Ralston was no doubt used to people warning and scolding him about his risky behavior, and he probably figured everyone would try to talk him out of his foolhardy adventure.
So off he went, with enough provisions for only a day in the desert.
English director Danny Boyle, who co-wrote the script with “Slumdog Millionaire” collaborator Simon Beaufoy, knows how to stretch a basically static, one-man drama into a gripping, discomforting and at times quite lovely and contemplative tale of survival.
We see Aron, then 28, frolicking with a couple college babes, showing them a secret swimming hole deep in a crevasse and daring them to jump.
The girls are jazzed after swimming and so is Aron as he heads off grinning into the rugged, mountainous terrain.
Then it happens.
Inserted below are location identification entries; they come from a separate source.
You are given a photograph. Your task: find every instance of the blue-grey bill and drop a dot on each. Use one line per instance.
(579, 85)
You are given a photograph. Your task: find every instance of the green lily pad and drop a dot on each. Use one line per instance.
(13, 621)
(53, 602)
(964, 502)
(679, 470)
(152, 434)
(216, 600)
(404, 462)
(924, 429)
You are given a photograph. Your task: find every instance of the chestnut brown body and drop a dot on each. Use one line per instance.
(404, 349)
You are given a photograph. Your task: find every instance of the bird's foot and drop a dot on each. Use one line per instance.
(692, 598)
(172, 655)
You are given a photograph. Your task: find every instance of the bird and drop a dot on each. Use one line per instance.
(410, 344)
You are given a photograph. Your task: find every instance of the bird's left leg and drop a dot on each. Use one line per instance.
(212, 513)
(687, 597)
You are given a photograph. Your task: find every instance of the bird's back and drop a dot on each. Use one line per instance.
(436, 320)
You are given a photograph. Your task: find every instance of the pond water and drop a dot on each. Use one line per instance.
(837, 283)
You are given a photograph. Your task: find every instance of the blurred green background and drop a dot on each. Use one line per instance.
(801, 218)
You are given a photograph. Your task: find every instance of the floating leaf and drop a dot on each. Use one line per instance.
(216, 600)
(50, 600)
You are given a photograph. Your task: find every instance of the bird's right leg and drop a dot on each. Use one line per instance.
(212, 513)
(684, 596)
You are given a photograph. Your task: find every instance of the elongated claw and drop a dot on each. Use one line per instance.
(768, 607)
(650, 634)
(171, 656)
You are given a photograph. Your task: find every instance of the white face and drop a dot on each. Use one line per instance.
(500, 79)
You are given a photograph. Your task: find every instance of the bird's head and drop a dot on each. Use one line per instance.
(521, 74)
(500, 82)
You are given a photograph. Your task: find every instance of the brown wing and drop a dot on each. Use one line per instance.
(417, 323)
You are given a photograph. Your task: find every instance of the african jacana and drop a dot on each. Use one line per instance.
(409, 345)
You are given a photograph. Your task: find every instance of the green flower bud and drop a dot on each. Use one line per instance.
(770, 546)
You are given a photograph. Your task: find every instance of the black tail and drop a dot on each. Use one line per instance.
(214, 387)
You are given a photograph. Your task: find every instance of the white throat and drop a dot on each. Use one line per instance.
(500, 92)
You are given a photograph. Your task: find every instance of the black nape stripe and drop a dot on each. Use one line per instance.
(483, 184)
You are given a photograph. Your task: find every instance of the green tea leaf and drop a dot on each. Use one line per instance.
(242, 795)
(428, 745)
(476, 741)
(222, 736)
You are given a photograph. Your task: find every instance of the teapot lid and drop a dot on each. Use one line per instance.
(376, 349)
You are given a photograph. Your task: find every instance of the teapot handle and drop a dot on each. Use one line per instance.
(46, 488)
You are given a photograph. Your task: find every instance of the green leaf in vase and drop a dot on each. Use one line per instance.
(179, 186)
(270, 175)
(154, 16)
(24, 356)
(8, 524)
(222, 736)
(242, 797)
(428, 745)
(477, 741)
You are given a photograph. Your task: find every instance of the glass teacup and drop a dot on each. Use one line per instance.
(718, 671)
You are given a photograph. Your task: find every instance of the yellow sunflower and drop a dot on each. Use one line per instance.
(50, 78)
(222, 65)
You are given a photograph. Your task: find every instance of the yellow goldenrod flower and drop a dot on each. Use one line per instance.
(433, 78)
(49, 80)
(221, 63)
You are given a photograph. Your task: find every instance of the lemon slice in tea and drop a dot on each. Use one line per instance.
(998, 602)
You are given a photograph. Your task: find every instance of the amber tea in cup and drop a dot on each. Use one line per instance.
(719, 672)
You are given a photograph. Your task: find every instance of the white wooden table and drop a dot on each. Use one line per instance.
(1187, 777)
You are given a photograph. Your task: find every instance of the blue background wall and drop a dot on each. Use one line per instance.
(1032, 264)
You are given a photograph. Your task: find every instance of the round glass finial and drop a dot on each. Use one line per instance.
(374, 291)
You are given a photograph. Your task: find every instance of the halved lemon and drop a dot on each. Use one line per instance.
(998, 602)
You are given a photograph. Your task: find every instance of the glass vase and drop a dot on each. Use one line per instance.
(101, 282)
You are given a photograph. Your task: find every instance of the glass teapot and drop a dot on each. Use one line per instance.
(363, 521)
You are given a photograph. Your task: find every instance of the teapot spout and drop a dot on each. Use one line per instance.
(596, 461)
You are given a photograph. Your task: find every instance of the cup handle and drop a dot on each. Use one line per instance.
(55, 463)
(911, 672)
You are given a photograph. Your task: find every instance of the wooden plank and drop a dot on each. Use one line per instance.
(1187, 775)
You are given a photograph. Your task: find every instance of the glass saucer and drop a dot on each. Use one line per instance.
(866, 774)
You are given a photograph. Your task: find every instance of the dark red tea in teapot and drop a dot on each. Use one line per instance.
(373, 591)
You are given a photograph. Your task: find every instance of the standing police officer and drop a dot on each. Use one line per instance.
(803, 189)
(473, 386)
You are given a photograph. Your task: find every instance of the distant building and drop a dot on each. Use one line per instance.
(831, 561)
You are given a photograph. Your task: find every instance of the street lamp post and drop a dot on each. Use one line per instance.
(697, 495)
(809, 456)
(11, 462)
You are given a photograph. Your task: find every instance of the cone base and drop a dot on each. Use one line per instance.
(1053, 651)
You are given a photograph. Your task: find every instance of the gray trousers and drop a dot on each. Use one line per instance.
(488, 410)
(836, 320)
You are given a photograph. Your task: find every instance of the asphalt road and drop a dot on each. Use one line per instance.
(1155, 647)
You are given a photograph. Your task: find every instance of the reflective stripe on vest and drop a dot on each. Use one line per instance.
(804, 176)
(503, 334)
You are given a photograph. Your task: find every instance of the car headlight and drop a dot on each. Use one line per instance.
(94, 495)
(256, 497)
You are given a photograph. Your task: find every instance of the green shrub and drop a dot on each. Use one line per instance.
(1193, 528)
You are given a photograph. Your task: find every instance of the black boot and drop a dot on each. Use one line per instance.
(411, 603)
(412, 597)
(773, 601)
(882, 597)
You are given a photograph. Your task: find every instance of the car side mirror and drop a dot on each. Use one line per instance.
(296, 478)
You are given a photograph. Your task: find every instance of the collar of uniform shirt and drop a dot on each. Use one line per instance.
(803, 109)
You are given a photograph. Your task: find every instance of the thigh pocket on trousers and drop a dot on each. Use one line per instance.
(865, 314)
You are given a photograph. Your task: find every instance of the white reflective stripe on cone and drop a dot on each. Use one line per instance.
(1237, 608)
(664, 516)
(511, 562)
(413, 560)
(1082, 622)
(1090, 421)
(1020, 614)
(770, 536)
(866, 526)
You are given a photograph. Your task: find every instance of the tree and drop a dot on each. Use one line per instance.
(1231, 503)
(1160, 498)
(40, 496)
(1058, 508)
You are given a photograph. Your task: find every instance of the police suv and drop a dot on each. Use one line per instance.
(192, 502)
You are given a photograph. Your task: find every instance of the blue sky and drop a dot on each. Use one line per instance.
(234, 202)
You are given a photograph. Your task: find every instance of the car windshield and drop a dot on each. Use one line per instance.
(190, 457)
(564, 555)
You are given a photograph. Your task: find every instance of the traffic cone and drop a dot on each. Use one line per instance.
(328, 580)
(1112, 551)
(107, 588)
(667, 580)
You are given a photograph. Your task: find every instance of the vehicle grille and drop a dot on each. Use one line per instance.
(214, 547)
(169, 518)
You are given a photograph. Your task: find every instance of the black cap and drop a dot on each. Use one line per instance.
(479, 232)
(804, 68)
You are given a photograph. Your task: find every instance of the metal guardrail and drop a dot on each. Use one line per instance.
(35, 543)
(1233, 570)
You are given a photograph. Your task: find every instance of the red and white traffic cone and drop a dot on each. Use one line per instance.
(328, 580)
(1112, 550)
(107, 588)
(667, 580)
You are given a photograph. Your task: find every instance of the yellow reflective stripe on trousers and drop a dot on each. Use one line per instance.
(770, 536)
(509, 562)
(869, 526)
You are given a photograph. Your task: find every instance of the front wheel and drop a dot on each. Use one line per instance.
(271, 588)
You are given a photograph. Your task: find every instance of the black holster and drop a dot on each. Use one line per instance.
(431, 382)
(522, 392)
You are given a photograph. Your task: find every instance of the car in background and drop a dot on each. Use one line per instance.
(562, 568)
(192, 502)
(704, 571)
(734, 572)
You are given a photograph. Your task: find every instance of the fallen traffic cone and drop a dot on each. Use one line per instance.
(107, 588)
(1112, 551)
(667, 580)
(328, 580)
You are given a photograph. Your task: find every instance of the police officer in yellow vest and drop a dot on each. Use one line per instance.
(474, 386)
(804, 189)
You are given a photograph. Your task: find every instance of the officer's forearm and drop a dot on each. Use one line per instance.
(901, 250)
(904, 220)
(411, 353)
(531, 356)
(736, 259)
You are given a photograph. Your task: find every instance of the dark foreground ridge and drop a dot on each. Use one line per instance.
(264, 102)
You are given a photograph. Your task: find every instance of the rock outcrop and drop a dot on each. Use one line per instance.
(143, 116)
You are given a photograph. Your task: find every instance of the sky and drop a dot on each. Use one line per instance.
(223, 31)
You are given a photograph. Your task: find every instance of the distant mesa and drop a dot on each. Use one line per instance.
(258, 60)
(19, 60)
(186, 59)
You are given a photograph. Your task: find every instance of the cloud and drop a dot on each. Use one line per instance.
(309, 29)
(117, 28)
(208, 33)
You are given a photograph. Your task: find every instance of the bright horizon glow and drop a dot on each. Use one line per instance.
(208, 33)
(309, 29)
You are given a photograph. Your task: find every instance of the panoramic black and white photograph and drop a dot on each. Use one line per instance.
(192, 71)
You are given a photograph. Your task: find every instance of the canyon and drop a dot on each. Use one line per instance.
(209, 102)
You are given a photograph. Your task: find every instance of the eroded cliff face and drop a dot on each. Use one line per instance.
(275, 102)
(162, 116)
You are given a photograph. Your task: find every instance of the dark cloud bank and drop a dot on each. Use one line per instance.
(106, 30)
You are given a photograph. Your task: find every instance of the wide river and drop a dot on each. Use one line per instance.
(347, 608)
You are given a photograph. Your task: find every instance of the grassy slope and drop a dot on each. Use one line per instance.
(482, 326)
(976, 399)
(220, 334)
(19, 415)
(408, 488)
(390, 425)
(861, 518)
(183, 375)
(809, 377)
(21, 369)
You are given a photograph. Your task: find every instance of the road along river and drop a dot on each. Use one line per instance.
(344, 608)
While testing a large boulder for stability it suddenly shifted, rolled, and left his right forearm wedged between the proverbial rock and a hard place, where Aron will remain lodged for the 127 hours of the title.
With just one bottle of water and a couple energy bars, one has to go to extreme lengths to hold off starvation, dehydration and exhaustion.
“127 Hours” is not a film for the squeamish. The scenes of Aron’s anguish and increasing desperation are interspersed with flashbacks to happier times, which also serve to show the viewer how Ralston came to be the daredevil he is. If there is anything certain in the 2011 Oscar race, it is that James Franco will be up for Best Actor. Franco is certainly not just another pretty face. A highly intelligent scholar and workaholic in real life, Franco is just the actor to capture the bravado, pain and repentance of Aron Ralston. When it comes to the fateful scene in which Ralston snaps the major radius and ulna bones in his right arm, the pain is palpable. The hacking away of the flesh with a cheap, dull, Chinese-made multi-purpose tool is agonizing to watch. In an ironic touch, director Boyle makes a point of showing that Ralston had a sturdy Swiss Army knife back in his truck, which would have made the job much easier.
Because of his pain, endurance and refusal to lie down and die, Aron Ralston is now a successful author and motivational speaker, married, with his first child. And oh yes, he still climbs mountains.
So if you need a jolt of inspiration in this season, and you can take the shock of harsh reality, “127 Hours” should do the trick.